The new government of President Sirisena in their 100-day programme talks of creating a strategy to overcome the unemployment problem that affects our young people by putting in place a million jobs programme for local and foreign employment and for self-employment. One option would certainly be to export more labour oversees.
Today, Sri Lanka’s total remittance from abroad is in excess of US $ 6 billion. Many of our young unskilled people want to go oversees to mainly improve their earning capacity. Therefore, if we are serious about exporting more labour and semi-skilled labour to the world, it would make perfect sense for the Foreign Employment Bureau to study the opportunities available in those markets and make our people ready through targeted HRD interventions.

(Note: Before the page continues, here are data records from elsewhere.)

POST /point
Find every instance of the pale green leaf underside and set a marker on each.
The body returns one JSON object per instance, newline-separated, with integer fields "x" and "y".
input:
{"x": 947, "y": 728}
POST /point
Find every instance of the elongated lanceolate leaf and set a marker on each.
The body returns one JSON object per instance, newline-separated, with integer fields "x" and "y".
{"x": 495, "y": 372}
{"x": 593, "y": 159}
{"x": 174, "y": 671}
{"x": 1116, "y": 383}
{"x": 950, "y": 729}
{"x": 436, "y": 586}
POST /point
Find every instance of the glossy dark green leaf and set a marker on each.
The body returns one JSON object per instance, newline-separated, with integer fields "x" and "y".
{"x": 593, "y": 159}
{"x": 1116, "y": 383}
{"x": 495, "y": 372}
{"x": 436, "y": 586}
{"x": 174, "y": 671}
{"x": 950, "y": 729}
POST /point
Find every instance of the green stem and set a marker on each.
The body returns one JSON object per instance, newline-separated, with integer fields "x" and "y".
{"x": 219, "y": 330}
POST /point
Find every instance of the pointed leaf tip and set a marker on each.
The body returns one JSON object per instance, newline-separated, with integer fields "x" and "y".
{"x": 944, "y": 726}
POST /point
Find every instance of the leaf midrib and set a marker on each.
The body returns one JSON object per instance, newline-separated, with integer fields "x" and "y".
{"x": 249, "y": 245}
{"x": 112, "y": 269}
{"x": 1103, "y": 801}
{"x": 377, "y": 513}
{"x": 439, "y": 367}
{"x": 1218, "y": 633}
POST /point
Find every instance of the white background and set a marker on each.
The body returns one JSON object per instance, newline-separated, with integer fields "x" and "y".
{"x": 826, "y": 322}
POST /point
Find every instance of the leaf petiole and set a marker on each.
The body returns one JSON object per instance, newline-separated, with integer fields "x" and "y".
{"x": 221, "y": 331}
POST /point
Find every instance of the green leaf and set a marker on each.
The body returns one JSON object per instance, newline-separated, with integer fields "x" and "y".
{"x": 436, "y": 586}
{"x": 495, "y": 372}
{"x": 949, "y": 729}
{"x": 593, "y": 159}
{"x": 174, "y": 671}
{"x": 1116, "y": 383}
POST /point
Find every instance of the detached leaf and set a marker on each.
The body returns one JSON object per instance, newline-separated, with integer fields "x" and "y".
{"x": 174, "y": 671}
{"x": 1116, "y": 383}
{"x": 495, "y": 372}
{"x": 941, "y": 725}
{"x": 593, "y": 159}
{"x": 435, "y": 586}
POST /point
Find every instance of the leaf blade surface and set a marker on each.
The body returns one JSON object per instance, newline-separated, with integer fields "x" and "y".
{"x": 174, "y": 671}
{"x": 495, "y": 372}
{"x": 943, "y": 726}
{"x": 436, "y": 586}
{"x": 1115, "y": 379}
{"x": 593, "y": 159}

The challenge for Sri Lanka now is to build export industries with the large pool of labour we have and also by capitalizing on off-shoring and outsourcing. Furthermore, with Asia opening up for business, the economic opportunity for us to reform education and training with a bias for technological, scientific, service and industrial skills is now.
Like the Middle East, we cannot rely on rich natural resource endowments to generate foreign exchange or opportunities for our people, therefore as a country, growing technological, technical and commercial skills would help us to attract emerging MNCs looking to set up locations in Asia.
Creating new skills
For a start, we need to focus our education and training investment primarily to deliver the skills to leverage foreign direct investment (FDI) and regional manpower opportunities. Slowing levels of FDI growth together with increased competition, especially from China and India for that FDI, has put pressure on small countries like Sri Lanka to move up the ladder of skills sophistication very fast.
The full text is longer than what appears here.